Godzilla vs. Megaguirus (2000) features the Japanese in a guise which desires not to be victims, but exterminators of the great lizard. They’ve concocted a weapon which spits black holes, but after its first test run, ancient flying creatures named Meganula appear (think 10 ft long dragonflies), plucking up juicy morsels to eat and eventually flooding Tokyo, probably because their molted skins clogged a sewer drain.
Meanwhile, Godzilla is on his way towards Tokyo, for reasons unknown – which give the Japanese a chance to eliminate him. But their attempt fails, and while waiting for the weapon to recharge, the Meganula arrive. The Japanese haven’t been able to do much with them, but Godzilla’s advanced halitosis weapon proves effective, and the battered Meganula survivors return to flooded Tokyo, where they fire up their mother / father / avenging god, Megaguirus. Yep, a giant dragonfly.

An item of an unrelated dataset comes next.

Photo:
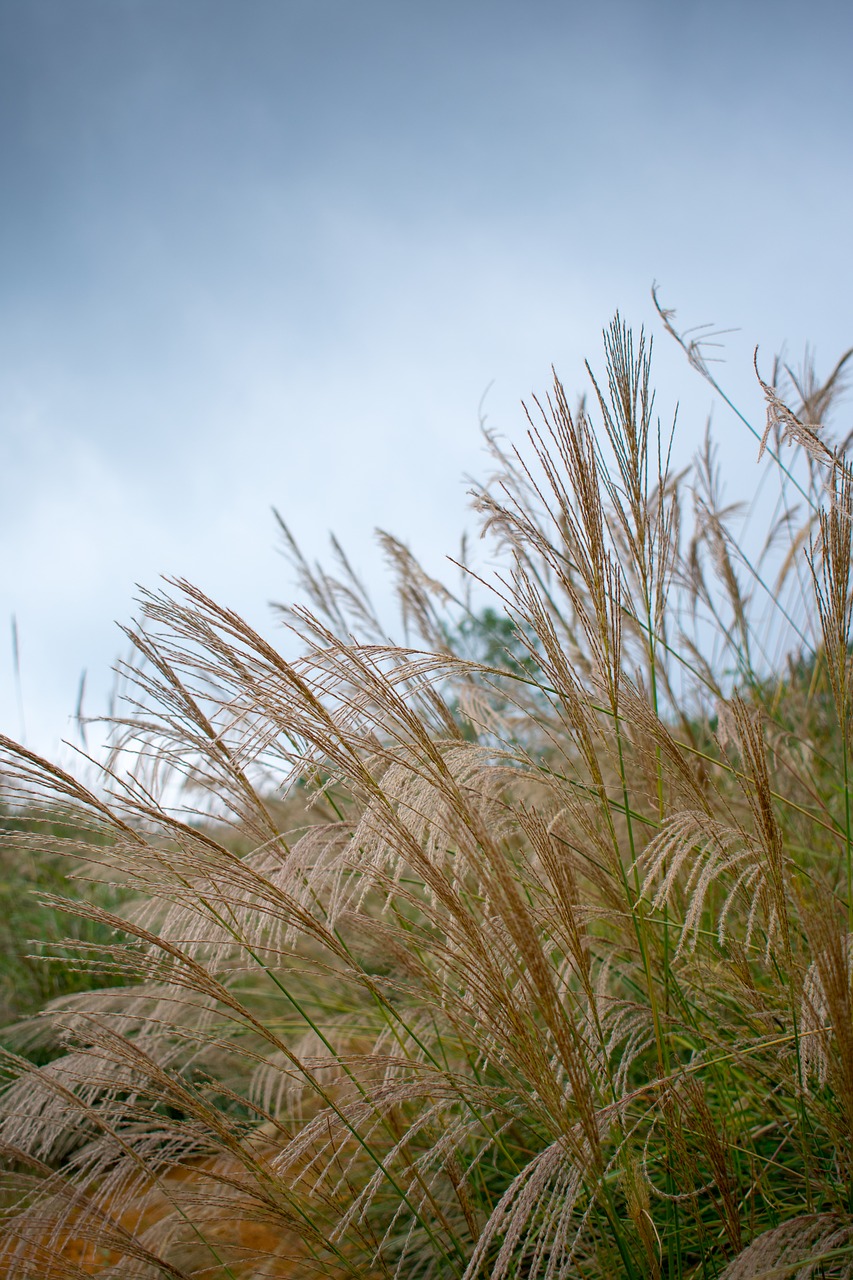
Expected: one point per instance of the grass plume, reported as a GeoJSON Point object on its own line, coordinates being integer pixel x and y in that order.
{"type": "Point", "coordinates": [520, 950]}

While the humans flit about ineffectively, Godzilla and Megaguirus have a traditional monster grudge match, and after a setback or three, Godzilla manages to burn Megaguirus to a crisp. At this point, the satellite housing the black hole gun is caught in a decaying orbit, and they only just manage to fire it at Godzilla, who then disappears. Some big wig goes to jail for concealing a banned plasma energy research facility in Tokyo, which is what attracted Godzilla to same.
And, speaking of, is he really gone?
Packed full of the usual ineffectual Japanese characters, the high point of this film is Godzilla himself, who looks suitably crabby about the entire thing. Megaguirus, on the other hand, is just a boring plastic model, and the Meganula aren’t much better.
Yeah, don’t bother, unless you’re a completist. Then do it with a case of beer.